Unless you want to explore analog multiplication, you need to find an inferencing engine that does the kind of integer multiplication you feel is most appropriate for your needs for precision and throughput. For the bulk of customers today, the choice is integer 8x8 multiplication, with 16-bit activations for a 16x8 multiplication for some layers where this is critical for precision. Accumulations need to be done with 32-bit adders because of the size of the matrix multiplies.
For example, in an 8x8 multiplication, if you want 1 TeraOperations/second peak throughput capacity, you need 512 MACs running at 1 Gigahertz. One MAC is 2 operations: a multiply and an add. Thus, 512 x 2 x 1 Gigahertz = 1000 Billion Operations/Second = 1 TOPS (Tera-Operations/second).
This is just peak capacity and no architecture uses 100% of the available MAC operations, meaning you need to find an architecture that gets high MAC utilization for your model and your batch size.
If you want 1 TOPS of actual throughput you need 1 TOPS peak at 100% Utilization, 1.25 TOPS peak at 80% utilization, 2 TOPS peak at 50% utilization and 4 TOPS peak at 25% utilization.
Everyone needs MACs to do inferencing; the key is to minimize the number to get the throughput.
2. Weight loading must be fast, especially for small batch sizes
The main reason it is hard to keep MACs utilized is the huge number of weights involved.

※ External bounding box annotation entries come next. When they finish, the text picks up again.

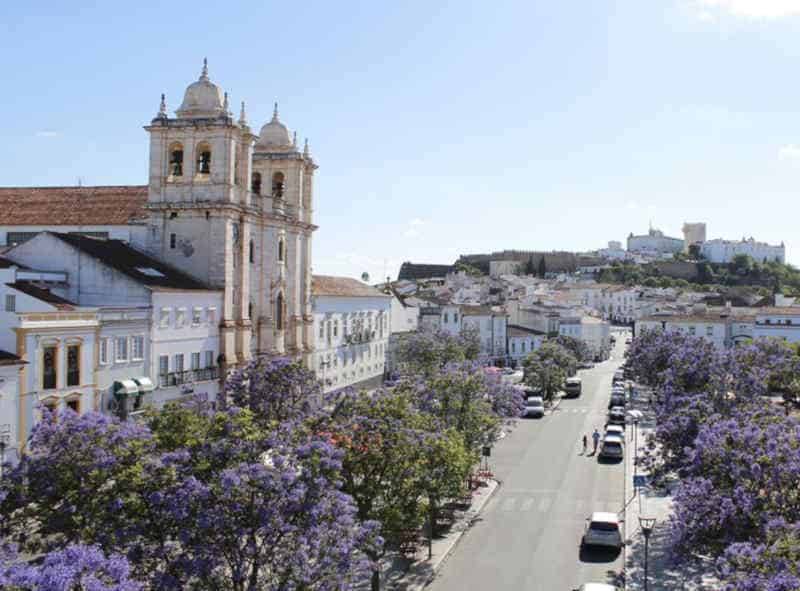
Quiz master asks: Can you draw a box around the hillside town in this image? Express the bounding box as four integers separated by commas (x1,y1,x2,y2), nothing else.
0,0,800,591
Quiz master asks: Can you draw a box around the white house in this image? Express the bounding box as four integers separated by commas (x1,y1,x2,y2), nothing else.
461,306,508,359
311,275,392,391
700,237,786,263
0,350,26,464
5,232,223,415
507,324,547,367
753,306,800,343
558,315,611,357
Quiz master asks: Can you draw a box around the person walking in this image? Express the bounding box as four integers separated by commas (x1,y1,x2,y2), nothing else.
592,427,600,455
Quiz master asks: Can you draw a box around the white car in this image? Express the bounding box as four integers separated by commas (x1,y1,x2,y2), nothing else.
598,433,625,460
581,511,623,550
524,396,544,417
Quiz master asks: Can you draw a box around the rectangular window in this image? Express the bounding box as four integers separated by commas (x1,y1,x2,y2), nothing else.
42,347,58,390
131,335,144,361
67,345,81,386
158,355,169,376
158,308,172,328
114,337,128,362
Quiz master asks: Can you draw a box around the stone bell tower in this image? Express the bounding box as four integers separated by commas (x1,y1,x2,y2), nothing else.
145,60,260,365
251,103,317,366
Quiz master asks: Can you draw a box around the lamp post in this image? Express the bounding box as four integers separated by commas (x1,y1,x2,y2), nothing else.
639,515,656,591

YOLOv3 has over 60 million weights that must be loaded in the MAC structure of every image. A high utilization architecture, especially for low batch sizes, must load weights quickly.
3. Memory: Keep it Local
Neural inferencing needs a lot of memory to hold images, intermediate results and weights.
DRAM memory accesses use significantly more power than on-chip SRAM accesses, while local SRAM accesses (1-2 mm distance from SRAM to MACs) uses significantly less than cross-chip SRAM accesses.
Mark Horowitz from Stanford presented this chart. The numbers are a few years old but the relative ratios remain relevant.
This chart shows that an optimal inferencing architecture will maximize the number of memory references that are local SRAM and minimize those that are from DRAM. Besides the power considerations, DRAM requires PHYs and a large number of BGA balls which drive up cost.
On-chip SRAM per byte is more expensive than DRAM, but the capacity of even the smallest DRAM is more than enough to hold the storage for YOLOv3 or other complex models. One DRAM is sufficient. When inferencing engines use four or eight DRAMs, they are buying them for bandwidth, not capacity.
4. Minimize Everything Else
MACs are a must-have in inferencing, hopefully with high utilization. You also must have sufficient on-chip SRAM to keep the MACs highly utilized, with perhaps 1 DRAM for storage of weights. In this scenario, an optimal inferencing engine should minimize everything else.
When you look at a pie chart of chip area, you want to see that most of the area is MACs and SRAM. When you look at a pie chart of chip power, you want to see that most of it is MACs and SRAM. If you see this, the inferencing engine is pretty close to optimal.
The four characteristics above are key to evaluating the real performance of a neural inferencing engine. You need high MAC utilization, low power and you need to keep everything small. It’s not rocket science, but without the availability of a standard set of benchmarks, customers are not quite sure what to look at when they start evaluating the myriad of inferencing engines that are coming on the market. AI processing, particularly at the edge, represents an enormous opportunity and the right inferencing engine will make or break your design.